This is my second professional journal reaction: : LUSENET : MEd Cohort III : One Thread

Deb Berntson June 16, 1999

The second professional journal article I read was Paradigm Shifts in the Classroom by Thomas J. Lasley from the September 1998 issue of Phi Delta Kappan, p. 84-86.

The author begins by reminding the reader of the movies about teaching (i.e., Mr. Hollands Opus) which inspire us to do better. Mr. Lasley points out the viewer advantage - they are able to see the paradigm shift of how students are viewed by teachers. The success of student learning seen in these films is explained by the author through the learning paradigm.

Mr. Lasley presents two American classroom paradigms - the instructional and the learning paradigm. The instructional paradigm deals with teaching technique which is defined by the activity of teachers in the classrooms. The learning paradigm relates to student learning - if and how they learn.

The author writes that most teachers and administrators employ the instructional paradigm. He states that the majority of the community they represent also focus on this paradigm.

An explanation is given for three of the factors preventing a paradigm shift to the learning paradigm which, in Mr. Lasleys opinion, would greatly improve American education.
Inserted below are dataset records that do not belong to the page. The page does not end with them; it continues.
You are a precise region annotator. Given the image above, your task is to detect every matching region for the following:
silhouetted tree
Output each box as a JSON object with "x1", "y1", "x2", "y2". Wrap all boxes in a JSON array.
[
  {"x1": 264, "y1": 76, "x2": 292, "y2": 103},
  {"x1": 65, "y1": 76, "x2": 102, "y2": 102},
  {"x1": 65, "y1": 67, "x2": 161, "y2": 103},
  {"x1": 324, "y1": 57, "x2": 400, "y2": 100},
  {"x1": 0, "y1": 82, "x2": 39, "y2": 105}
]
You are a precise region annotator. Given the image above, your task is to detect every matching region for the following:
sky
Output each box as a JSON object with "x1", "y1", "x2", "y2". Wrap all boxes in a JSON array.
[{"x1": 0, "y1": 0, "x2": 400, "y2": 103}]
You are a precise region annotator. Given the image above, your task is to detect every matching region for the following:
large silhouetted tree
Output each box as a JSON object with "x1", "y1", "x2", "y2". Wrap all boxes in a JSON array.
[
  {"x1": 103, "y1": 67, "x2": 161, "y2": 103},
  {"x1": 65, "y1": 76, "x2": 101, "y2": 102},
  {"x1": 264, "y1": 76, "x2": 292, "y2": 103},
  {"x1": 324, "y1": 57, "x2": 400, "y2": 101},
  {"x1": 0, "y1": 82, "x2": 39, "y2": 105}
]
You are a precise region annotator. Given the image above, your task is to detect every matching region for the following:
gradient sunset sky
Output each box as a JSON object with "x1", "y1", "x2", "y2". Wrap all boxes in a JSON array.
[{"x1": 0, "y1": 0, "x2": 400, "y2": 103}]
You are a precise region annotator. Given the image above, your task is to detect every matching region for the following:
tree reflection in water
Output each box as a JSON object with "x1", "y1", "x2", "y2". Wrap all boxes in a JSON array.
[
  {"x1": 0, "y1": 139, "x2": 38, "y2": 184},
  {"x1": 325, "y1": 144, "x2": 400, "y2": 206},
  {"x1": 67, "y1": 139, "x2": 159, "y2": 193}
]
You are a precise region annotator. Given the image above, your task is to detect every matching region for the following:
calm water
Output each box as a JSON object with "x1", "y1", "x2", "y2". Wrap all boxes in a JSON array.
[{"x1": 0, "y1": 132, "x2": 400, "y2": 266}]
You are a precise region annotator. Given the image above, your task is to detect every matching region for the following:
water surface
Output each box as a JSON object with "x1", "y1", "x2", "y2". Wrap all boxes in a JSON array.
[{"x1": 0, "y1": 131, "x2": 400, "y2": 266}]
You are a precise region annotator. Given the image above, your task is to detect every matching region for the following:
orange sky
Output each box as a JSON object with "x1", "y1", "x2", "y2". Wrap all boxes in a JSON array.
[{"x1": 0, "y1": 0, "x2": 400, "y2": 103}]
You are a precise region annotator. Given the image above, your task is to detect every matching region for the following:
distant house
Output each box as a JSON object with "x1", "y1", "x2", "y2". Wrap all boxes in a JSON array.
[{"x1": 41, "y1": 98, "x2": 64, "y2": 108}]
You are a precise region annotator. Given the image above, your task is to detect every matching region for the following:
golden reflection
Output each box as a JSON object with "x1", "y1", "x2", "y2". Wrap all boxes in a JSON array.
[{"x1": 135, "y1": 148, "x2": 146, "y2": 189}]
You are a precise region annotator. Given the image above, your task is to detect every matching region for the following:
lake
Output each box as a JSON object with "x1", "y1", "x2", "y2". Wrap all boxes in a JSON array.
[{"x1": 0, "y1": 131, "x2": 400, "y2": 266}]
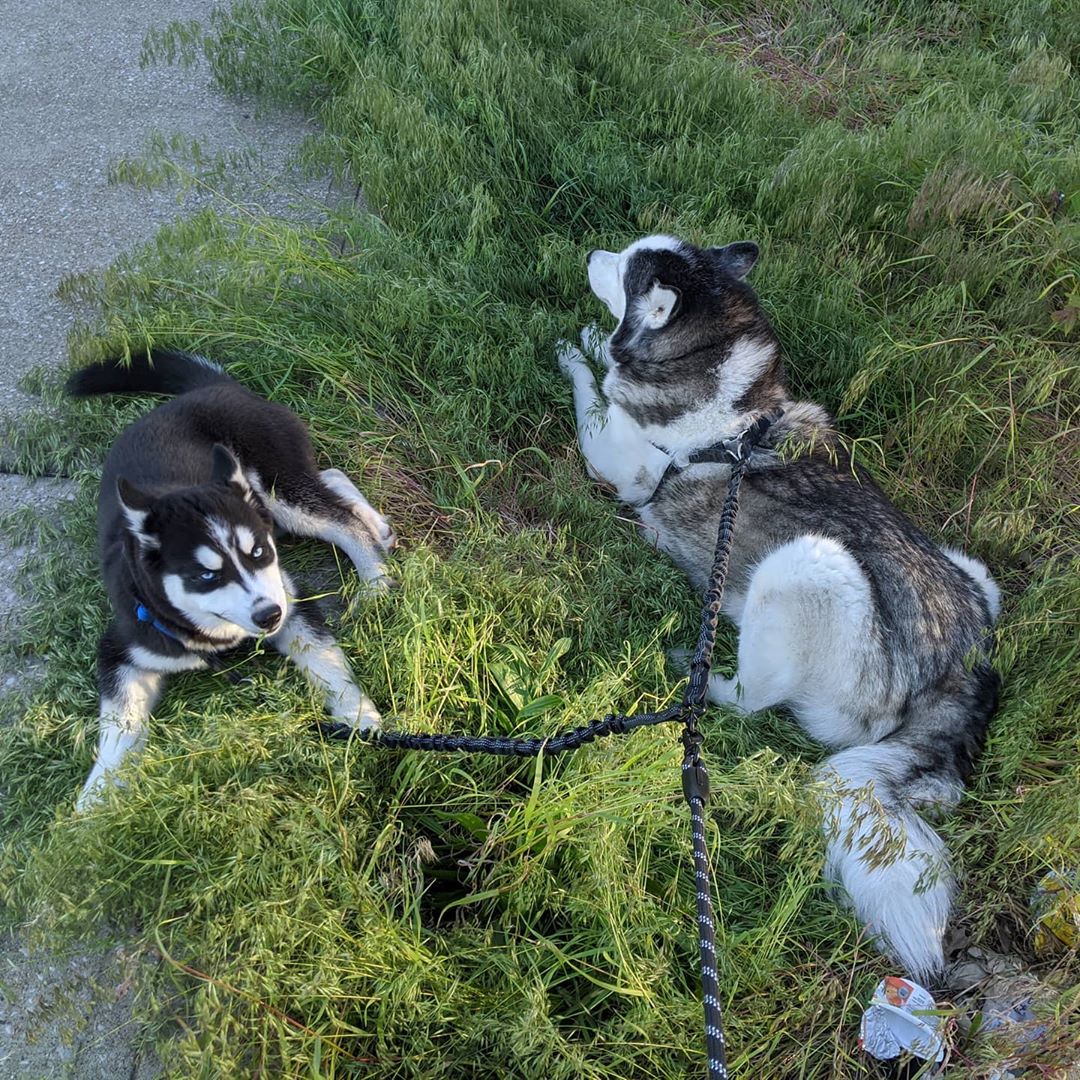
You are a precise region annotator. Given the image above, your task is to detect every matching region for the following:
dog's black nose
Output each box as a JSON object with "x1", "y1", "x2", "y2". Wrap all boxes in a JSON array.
[{"x1": 252, "y1": 604, "x2": 281, "y2": 630}]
Three of these factors are as follows: 1. Time for planning and assessing is not commonly available. 2. The use of canned programs and techniques - these encourage adults to believe all students learn the same. 3. Legislative mandates - exemplify the belief that testing students and making schools more difficult breeds success. The author suggests that it only succeeds in higher dropout rates as students withdraw due to lack of success.

I include myself in those movie viewers who feel inspired after watching such dramatic student achievement in a two hour block of time. It would be fantastic if a paradigm shift were that easy. I know our American educational system is not in line with the learning paradigm.

Factors outlined by the author as preventing a paradigm shift are strong ones. Since the public is so focused on accountability, the legislative mandates are not fading. Success is measured within test scores and instructional time is linked with higher learning. Time is not allowed for planning nor reflecting unless it is included in the teachers off hours. Instructional time rather than learner outcomes is the priority.

Instead of students learning important subjects well, more curriculum is added. In addition, schools are attempting to fulfill needs which used to be met within the family structure. Numerous programs and techniques are directed from the administration and are expected to be used.

The article was enjoyable reading and the authors points well stated, but I felt deflated by the articles end. I would like to have read how to change what we can. As teachers we may not be able to change the paradigm of the school district, but with ideas we could help change the paradigm of a classroom.